Monza-Milan non è una partita come le altre neanche per Ariedo Braida, la cui carriera è stata legata a entrambe le società. Alla vigilia del match, l'esperto dirigente ha parlato a Tuttosport. Tra i temi trattati, anche l'importanza degli algoritmi nel calcio e nel calciomercato nello specifico: "Gli algoritmi fanno ridere. Vanno bene per la Borsa e a volte ti fanno perdere soldi pure lì. Possono essere un supporto, ma per scegliere un giocatore serve l’occhio umano, che è inarrivabile perché vede oltre i numeri. L’uomo è pieno di vizi e virtù. Ecco perché gli algoritmi non sono il Vangelo. Tra l’altro negli ultimi anni diverse squadre, che si sono basate soltanto sugli algoritmi, sono retrocesse".

Un tema che fa discutere, anche perché per esempio il recente mercato del Milan è stato ampiamente basato su algoritmi e big data.

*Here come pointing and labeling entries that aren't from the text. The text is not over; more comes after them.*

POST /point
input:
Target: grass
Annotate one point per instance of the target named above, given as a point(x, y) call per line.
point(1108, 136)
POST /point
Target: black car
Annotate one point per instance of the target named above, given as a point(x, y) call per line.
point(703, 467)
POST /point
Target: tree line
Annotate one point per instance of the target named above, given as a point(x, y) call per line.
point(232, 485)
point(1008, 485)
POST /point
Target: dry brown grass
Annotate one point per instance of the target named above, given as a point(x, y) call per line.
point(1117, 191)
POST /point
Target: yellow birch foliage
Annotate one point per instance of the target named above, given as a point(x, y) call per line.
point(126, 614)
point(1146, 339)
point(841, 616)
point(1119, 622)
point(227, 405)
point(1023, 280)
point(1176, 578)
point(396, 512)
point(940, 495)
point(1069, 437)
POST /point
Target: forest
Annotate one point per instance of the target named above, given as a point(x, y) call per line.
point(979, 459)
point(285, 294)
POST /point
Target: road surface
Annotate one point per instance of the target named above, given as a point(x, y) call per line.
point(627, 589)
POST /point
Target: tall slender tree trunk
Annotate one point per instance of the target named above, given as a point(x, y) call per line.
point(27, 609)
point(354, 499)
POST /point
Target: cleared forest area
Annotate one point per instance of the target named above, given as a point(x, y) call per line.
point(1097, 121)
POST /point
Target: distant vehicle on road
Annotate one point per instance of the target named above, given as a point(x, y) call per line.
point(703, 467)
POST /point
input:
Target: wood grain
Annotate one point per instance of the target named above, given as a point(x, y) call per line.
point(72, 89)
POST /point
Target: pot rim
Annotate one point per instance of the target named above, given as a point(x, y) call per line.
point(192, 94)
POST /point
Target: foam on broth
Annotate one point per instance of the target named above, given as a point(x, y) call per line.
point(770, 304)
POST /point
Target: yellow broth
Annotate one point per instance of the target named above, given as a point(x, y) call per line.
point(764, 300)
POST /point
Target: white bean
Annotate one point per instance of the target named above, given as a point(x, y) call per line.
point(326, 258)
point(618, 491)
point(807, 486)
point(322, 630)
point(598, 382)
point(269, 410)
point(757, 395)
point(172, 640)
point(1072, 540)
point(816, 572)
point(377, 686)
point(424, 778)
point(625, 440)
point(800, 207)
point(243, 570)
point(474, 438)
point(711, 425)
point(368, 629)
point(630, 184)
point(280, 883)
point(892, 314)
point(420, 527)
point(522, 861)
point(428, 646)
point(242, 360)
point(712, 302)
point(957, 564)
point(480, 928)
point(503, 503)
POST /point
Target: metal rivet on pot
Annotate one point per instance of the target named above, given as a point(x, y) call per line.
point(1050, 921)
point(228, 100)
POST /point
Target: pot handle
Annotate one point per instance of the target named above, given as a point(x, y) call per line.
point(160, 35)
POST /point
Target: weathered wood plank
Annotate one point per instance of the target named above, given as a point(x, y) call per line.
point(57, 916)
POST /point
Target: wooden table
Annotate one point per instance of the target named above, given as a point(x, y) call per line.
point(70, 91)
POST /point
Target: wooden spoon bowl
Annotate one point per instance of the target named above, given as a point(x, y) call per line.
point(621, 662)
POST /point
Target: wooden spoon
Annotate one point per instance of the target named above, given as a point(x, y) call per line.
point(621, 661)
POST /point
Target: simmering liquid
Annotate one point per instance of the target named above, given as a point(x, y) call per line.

Di recente anche Piero Ausilio, direttore sportivo dell'Inter, ha assunto una posizione critica a questa impostazione (ovviamente quella basata sugli algoritmi in generale, non quella rossonera nello specifico): “Rispetto gli algoritmi e le statistiche, anche perché si stanno affacciando al nostro mondo. Pretendere di prendere un calciatore solo perché indicato da un algoritmo è una cosa che non mi appartiene. Penso che guardare dal vivo sia una cosa che non possa essere rimpiazzata da un computer”.

Sulla stessa linea anche Sean Sogliano, ds dell'Hellas Verona: "Sono un direttore sportivo atipico, mi piace andare a vedere le partite dal vivo, le partite del settore giovanile. Le intuizioni più belle e la passione partono da lì”.